Deuxièmement, Poutine n’était pas disposé à rompre complètement avec un espoir qui avait façonné la stratégie russe depuis la fin de la guerre froide : que la France et l’Allemagne puissent être persuadées de se distancier des États-Unis et de parvenir à des compromis avec la Russie sur la sécurité européenne. Cet espoir s’est avéré vide : mais le parrainage allemand et Français de l’accord de paix de Minsk II sur le Donbass en 2015 a semblé lui donner une vie continue, tout comme la tension entre l’Europe et l’Amérique résultant de la présidence Trump.
Et bien que la frustration russe ait augmenté à mesure que Paris et Berlin n’ont rien fait pour que l’Ukraine mette réellement en œuvre l’accord de Minsk, jusqu’en janvier de cette année, Poutine semble toujours avoir cru que le président Macron pourrait opposer son veto à un nouvel élargissement de l’OTAN, offrant à la Russie une victoire diplomatique et conduisant à une scission entre Paris et Washington. La déception généralisée de la Russie à l’égard de Paris et de Berlin a été un facteur clé dans la précipitation de l’invasion russe.
Quant à l’invasion russe elle-même, elle semble maintenant incroyablement imprudente, et était certainement basée à la fois sur l’exagération de la menace occidentale pour la Russie et sur des renseignements épouvantablement médiocres sur la capacité et la volonté de l’Ukraine de résister; mais il faut se rappeler que la plupart des analystes militaires occidentaux, eux aussi, s’attendaient à ce que la Russie remporte une victoire relativement rapide. L’une des raisons de cet échec était évidemment le plan largement trop ambitieux visant à tenter de capturer Kiev et de renverser le gouvernement ukrainien tout en attaquant simultanément sur plusieurs autres fronts – ce qui signifiait que les forces russes étaient trop faibles partout.

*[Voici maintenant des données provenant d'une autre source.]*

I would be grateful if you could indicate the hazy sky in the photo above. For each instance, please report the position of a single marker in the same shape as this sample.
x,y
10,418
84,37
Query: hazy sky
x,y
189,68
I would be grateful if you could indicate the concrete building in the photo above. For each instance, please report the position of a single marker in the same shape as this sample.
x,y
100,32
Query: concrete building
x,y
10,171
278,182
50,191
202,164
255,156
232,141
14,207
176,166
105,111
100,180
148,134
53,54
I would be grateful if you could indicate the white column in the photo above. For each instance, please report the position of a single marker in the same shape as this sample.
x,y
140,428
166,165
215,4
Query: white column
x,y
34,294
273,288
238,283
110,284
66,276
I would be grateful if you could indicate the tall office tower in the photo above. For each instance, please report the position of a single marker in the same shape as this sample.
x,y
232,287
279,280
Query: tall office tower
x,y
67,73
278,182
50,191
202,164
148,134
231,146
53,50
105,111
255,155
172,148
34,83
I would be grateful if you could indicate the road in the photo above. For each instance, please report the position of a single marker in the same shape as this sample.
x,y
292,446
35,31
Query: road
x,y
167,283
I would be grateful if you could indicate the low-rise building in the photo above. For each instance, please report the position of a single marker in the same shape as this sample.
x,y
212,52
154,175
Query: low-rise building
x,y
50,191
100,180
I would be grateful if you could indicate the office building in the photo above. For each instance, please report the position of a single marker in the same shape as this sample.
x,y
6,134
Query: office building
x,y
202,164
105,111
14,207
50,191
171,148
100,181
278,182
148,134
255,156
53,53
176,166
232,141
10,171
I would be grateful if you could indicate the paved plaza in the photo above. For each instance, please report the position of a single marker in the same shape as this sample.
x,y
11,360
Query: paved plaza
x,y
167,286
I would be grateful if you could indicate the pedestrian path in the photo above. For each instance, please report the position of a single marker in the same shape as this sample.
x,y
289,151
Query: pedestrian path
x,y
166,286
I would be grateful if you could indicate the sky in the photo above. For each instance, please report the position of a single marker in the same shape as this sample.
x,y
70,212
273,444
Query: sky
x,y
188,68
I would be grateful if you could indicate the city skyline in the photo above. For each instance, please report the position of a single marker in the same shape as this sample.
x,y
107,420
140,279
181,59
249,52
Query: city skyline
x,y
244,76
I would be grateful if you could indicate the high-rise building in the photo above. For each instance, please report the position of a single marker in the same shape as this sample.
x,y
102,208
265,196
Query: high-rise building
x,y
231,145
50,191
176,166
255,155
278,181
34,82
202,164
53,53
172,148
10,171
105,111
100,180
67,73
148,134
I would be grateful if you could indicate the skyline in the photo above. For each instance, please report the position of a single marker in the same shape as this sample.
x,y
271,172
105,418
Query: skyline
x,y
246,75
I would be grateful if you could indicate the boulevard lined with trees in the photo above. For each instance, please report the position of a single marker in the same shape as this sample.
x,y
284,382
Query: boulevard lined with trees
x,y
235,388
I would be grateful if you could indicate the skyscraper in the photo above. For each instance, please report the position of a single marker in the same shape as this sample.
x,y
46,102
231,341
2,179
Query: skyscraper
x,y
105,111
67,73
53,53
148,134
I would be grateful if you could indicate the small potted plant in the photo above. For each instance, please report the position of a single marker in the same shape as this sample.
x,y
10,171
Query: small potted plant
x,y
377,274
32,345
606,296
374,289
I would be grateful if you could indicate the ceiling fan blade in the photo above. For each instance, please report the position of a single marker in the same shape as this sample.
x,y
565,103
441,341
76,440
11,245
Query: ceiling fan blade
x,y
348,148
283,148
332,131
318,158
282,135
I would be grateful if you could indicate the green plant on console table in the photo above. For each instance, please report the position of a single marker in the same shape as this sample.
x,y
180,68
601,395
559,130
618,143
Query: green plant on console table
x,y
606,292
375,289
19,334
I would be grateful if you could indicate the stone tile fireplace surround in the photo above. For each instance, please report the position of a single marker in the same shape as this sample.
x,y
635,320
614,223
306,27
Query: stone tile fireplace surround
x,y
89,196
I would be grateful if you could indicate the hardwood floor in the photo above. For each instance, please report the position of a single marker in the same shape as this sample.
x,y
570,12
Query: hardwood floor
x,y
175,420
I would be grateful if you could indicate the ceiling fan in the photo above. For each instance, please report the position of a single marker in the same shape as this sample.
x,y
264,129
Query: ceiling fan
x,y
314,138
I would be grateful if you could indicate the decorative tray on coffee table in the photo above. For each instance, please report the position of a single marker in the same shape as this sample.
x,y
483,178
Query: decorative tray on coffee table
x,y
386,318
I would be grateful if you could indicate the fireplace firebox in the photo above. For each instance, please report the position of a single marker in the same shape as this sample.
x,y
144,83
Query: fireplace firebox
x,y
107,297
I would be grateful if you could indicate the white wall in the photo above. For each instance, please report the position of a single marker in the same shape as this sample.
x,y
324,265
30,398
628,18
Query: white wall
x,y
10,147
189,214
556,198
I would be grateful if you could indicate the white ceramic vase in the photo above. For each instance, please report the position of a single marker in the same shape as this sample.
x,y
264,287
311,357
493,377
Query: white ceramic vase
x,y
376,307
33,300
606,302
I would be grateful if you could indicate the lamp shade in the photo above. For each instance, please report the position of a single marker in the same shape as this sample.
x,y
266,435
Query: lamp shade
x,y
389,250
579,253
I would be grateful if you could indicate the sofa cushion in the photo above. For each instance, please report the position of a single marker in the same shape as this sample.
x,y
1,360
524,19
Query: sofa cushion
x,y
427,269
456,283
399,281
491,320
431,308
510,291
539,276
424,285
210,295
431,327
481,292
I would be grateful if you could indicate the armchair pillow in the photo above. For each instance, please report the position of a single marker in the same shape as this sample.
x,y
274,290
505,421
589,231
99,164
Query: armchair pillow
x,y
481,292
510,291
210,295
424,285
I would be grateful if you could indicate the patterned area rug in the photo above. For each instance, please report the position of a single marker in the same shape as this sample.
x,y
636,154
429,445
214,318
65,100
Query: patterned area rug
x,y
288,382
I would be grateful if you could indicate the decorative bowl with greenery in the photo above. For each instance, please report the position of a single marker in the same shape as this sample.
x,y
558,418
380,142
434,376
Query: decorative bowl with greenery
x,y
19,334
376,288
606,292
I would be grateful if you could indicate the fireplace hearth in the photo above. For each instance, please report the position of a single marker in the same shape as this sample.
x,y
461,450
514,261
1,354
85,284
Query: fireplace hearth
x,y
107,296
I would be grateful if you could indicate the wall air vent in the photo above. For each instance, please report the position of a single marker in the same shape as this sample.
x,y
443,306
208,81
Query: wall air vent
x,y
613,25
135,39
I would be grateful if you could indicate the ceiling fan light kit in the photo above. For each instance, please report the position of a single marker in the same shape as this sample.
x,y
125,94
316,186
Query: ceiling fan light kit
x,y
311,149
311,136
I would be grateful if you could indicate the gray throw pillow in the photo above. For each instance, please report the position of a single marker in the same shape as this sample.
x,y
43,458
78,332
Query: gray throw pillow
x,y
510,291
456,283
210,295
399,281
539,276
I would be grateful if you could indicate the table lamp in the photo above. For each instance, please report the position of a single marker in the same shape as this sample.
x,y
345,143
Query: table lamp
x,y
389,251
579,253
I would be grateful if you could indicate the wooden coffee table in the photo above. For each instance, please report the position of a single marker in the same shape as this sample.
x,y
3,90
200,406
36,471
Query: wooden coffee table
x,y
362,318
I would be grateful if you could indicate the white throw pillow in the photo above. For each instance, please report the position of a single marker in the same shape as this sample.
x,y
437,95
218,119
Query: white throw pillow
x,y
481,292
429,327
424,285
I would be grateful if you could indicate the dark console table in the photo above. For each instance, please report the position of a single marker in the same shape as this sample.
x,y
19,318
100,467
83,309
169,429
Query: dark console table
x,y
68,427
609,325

Encore une fois, cependant, ce n’était pas une stratégie complètement irrationnelle. Au début de la guerre, les États-Unis ont proposé d’évacuer le président Zelensky. S’il avait effectivement fui, le gouvernement ukrainien se serait fragmenté et la résistance ukrainienne aurait été considérablement affaiblie.
Lorsque l’armée russe s’est arrêtée à l’extérieur de Kiev, Poutine n’a cependant pas continué à lancer des forces russes contre la capitale, comme le fit d’une manière irrationnelle d’Hitler à Stalingrad ou comme le firent des généraux sur le front occidental pendant la Première Guerre mondiale. Sa réponse a été rationnelle. Le gouvernement russe a retiré ses forces du nord de l’Ukraine, les a regroupées à l’est et a considérablement réduit les objectifs politiques russes.
Ce bilan est celui d’un dirigeant russe extrêmement impitoyable et indifférent à la fois au droit international et aux terribles souffrances humaines résultant de ses actes. On peut également voir que les erreurs de sa politique envers l’Ukraine ont été influencées par des préjugés nationalistes émotionnels et culturels communs aux Russes en général.
Mais cela n’indique cependant pas un dirigeant qui se consacre à une agression universelle aveugle, quels que soient les risques ou les intérêts réels de la Russie impliqués. Il n’y a pas non plus de preuve que les compulsions émotionnelles propres à l’attitude de Poutine et des Russes à l’égard de l’Ukraine s’étendent au reste de l’Europe.